Mais revenons aux origines. De 1913 à 1931, le cinéma muet partage la salle avec la danse et le billard. Puis, laisse la place au cinéma parlant grâce à l'agrandissement de la cabine de projection qui impose ce décrochement d'une partie de la façade, en dessus de la porte d'entrée. Une particularité architecturale toujours d'actualité. Les années qui suivent sont le début de l'âge d'or du Beaulieu avec une succession de films, mais aussi de spectacles donnés par de célèbres chanteurs, musiciens et comédiens de théâtre. Le casino sert aussi de salle de fêtes pour les sociétés locales et passe d'une génération à l'autre chez les Rouvenaz, toujours propriétaires des lieux. Coté bâtiment, les années cinquante et soixante se traduisent par quelques transformations : la galerie, la caisse, le bar actuel et la cuisine. Plus étonnant, une plate-forme montante en verre est construite par l'entreprise Fuchs frères, une société payernoise. Cet aménagement insolite, que nous avons choisi de mettre en valeur reste, encore aujourd'hui, une caractéristique forte de la salle.

 

La construction d'une grande salle par la commune en 1978 et l'âge avancé d'Albert Rouvenaz, dynamique maître des lieux, accentuent le déclin que vit le Beaulieu depuis quelques années déjà. On cesse d'y projeter des films et le bâtiment est vendu à la famille Sartori en 1984. Après de glorieuses années « discothèque », ceux-ci la revendent à la société RCS SA en 1988, qui en fait une sympathique salle de billard. Par la suite, la salle devra malheureusement être vendue aux enchères au Crédit Suisse et ce, après une période difficile qui la voit passer de « Rock Café » à « La Vacca », un nigth-club qui provoqua bien des remous au sein du voisinage de la rue du Jura.

 

A quelques rares exceptions, s'ensuit une longue période d'inactivité pour ce lieu qui constitue, ne l'oublions pas, un des rarissimes vestiges et témoignages de l'architecture des salles de cinéma et de spectacles de la première vague de construction en Suisse romande, au début du XXè siècles.
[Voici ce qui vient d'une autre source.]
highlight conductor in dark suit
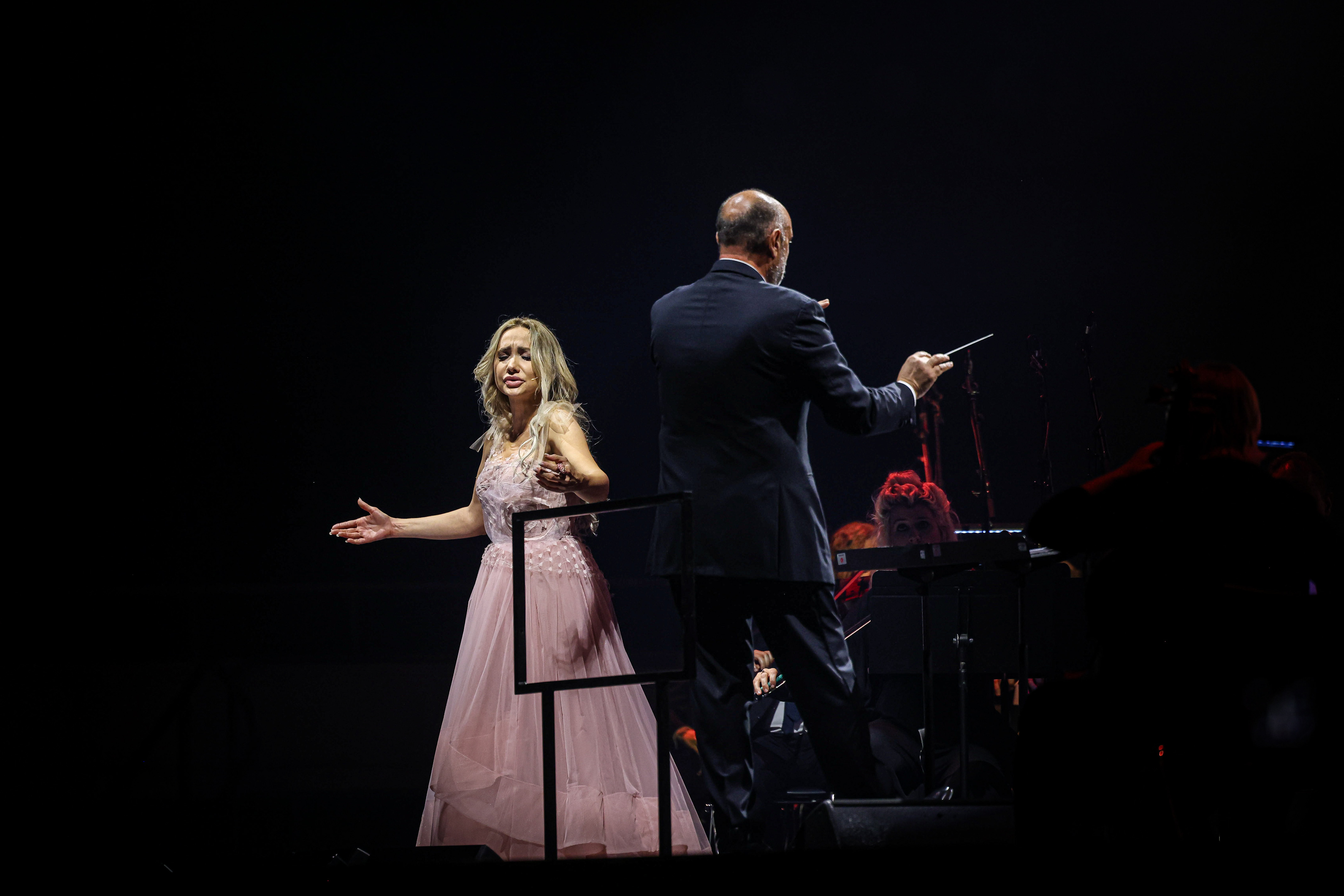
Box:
[649,189,952,848]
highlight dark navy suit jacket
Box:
[649,259,915,582]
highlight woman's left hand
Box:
[536,454,586,493]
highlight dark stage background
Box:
[87,4,1340,849]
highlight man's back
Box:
[649,259,914,582]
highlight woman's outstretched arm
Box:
[332,443,490,544]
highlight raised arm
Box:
[536,419,612,504]
[332,442,490,544]
[792,301,952,435]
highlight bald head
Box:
[714,189,789,255]
[714,189,793,283]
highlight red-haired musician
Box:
[836,470,961,602]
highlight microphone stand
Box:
[961,348,994,533]
[1027,336,1055,501]
[1083,312,1110,473]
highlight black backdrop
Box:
[87,4,1340,848]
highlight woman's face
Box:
[495,326,540,402]
[884,504,942,548]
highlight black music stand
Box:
[836,539,1055,798]
[511,492,695,861]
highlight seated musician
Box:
[753,470,961,694]
[836,470,961,618]
[753,470,1007,795]
[1015,363,1339,846]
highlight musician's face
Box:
[886,504,942,548]
[495,326,539,402]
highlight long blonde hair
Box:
[476,317,587,469]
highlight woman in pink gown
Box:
[332,318,708,858]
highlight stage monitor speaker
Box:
[801,799,1013,849]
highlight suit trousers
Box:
[671,576,880,826]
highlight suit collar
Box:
[710,258,765,282]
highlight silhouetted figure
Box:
[1016,364,1335,841]
[1269,451,1335,517]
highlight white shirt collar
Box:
[719,258,765,279]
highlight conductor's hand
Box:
[332,498,395,544]
[896,352,952,398]
[751,668,782,697]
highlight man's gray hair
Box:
[714,188,784,254]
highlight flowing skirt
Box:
[417,539,710,858]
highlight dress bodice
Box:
[476,447,574,545]
[476,447,601,576]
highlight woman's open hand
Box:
[332,498,395,544]
[536,454,586,493]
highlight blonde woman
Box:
[332,317,708,858]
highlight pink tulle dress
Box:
[417,450,710,858]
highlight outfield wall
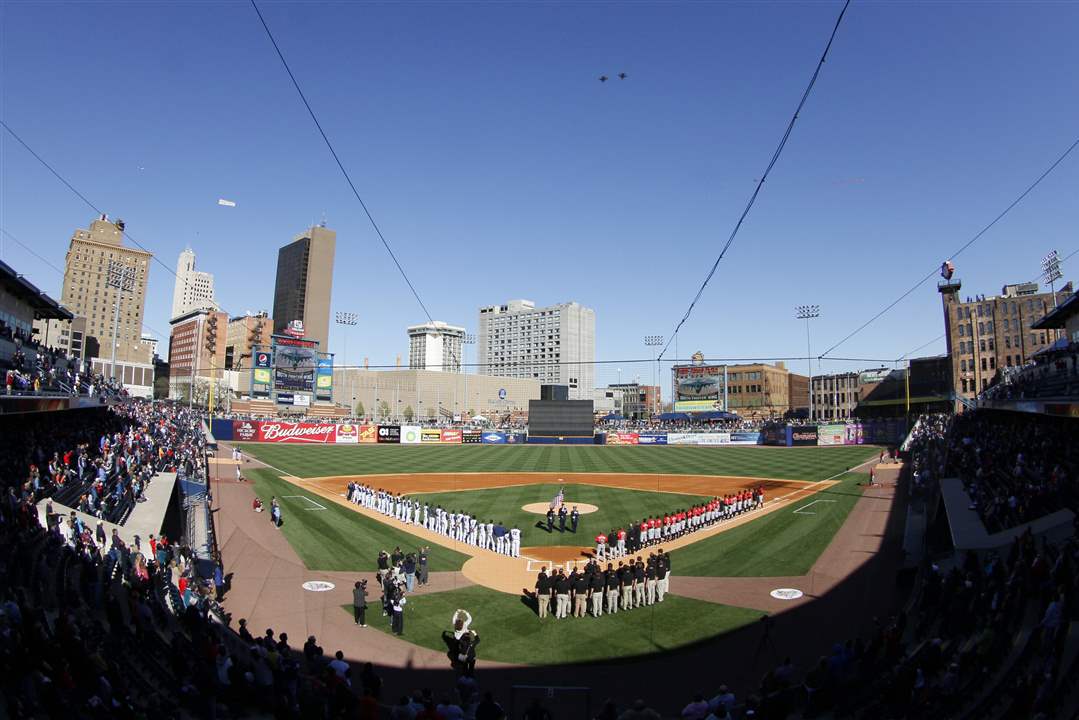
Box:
[210,420,899,447]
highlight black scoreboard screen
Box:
[529,400,593,437]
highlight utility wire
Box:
[656,0,850,359]
[251,0,433,323]
[820,138,1079,357]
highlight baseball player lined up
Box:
[596,486,764,560]
[347,483,521,557]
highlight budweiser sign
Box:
[259,422,337,443]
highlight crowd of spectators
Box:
[945,409,1079,533]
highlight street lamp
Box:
[333,310,359,417]
[794,305,820,422]
[644,335,664,417]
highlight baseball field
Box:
[234,444,878,664]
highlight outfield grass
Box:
[412,484,708,547]
[671,473,869,578]
[344,586,762,665]
[254,470,468,572]
[244,444,878,480]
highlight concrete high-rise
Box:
[478,300,596,400]
[273,225,337,352]
[408,320,465,372]
[60,215,153,367]
[169,247,217,317]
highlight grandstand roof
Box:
[1030,293,1079,330]
[0,255,74,320]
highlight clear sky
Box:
[0,0,1079,384]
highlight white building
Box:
[408,320,465,372]
[478,300,596,399]
[169,247,217,317]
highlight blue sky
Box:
[0,2,1079,383]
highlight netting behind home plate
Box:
[508,685,592,720]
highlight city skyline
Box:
[0,3,1079,386]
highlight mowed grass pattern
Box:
[236,443,878,480]
[671,473,869,578]
[247,470,468,572]
[344,586,761,665]
[413,484,707,547]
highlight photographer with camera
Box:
[352,580,367,627]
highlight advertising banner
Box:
[232,420,259,443]
[272,335,318,393]
[817,424,847,445]
[315,354,333,400]
[258,421,337,444]
[379,425,401,443]
[337,424,359,445]
[791,425,817,447]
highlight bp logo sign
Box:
[303,580,337,593]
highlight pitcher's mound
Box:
[521,502,599,515]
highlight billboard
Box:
[378,425,401,443]
[337,424,359,445]
[271,335,318,393]
[315,354,333,400]
[668,365,723,414]
[817,423,847,445]
[232,420,259,443]
[258,421,337,444]
[790,425,817,446]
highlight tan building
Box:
[812,372,862,422]
[224,312,273,370]
[60,216,153,367]
[333,368,540,422]
[168,309,229,402]
[273,223,337,352]
[937,280,1070,400]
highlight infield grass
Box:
[344,585,761,665]
[247,470,468,572]
[242,443,878,480]
[412,484,708,547]
[671,473,869,578]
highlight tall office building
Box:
[273,223,337,352]
[478,300,596,400]
[937,279,1071,400]
[408,320,465,372]
[169,247,217,317]
[60,215,153,360]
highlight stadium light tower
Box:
[794,305,820,422]
[644,335,664,419]
[333,310,358,417]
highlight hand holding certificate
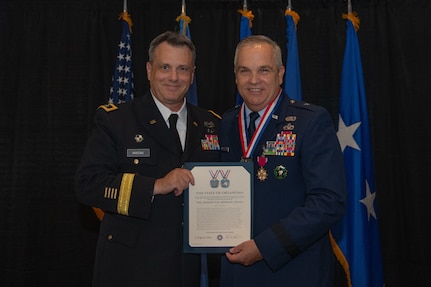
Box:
[184,162,253,253]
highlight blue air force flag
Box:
[331,13,384,287]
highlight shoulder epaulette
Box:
[97,104,118,113]
[208,110,221,120]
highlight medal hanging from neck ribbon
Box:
[238,89,281,181]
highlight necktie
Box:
[169,114,183,153]
[248,112,259,141]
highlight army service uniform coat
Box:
[220,93,346,287]
[75,92,219,287]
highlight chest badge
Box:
[274,165,287,179]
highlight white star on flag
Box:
[360,180,377,221]
[337,115,361,151]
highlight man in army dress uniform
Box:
[75,32,219,287]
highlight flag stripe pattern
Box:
[179,19,198,106]
[235,10,254,106]
[284,11,302,100]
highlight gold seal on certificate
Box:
[184,161,253,253]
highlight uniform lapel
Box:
[135,93,185,158]
[183,105,203,161]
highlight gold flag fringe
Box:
[118,11,133,33]
[329,231,352,287]
[284,9,300,27]
[238,9,254,28]
[343,12,361,32]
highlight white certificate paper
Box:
[184,162,253,253]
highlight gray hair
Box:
[148,31,196,65]
[233,35,283,68]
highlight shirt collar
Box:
[151,92,187,123]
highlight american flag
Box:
[109,11,133,104]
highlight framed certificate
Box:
[184,161,253,253]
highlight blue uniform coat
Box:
[220,93,346,287]
[75,93,219,287]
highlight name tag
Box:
[127,148,150,157]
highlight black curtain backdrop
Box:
[0,0,431,287]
Etonnamment, un projet de rachat par la Commune de Payerne avorte rapidement.

 

De notre côté, l'éventualité d'une acquisition passe du stade de coup de cœur à celui de faisabilité lors d'une visite complète (salle, café et appartements) en septembre 2004, suivie d'une sérieuse analyse financière. Rapidement conquis par l'atmosphère que dégage cette mythique salle, nous décidons de soumettre le projet à l'ensemble de notre famille, convaincu que leur soutien est primordial à la réussite de l'entreprise. Progressivement, le rêve devient accessible et la conviction qu'il faut se lancer et suivre notre intuition s'impose naturellement. Nous décidons alors d'engager toutes nos économies et, des projets pleins la tête, nous nous rendons chez le notaire. Nous en ressortirons le cœur battant, au bord des larmes... L'aventure peut commencer, comme avant, en partageant des moments précieux, à la fois culturels et festifs.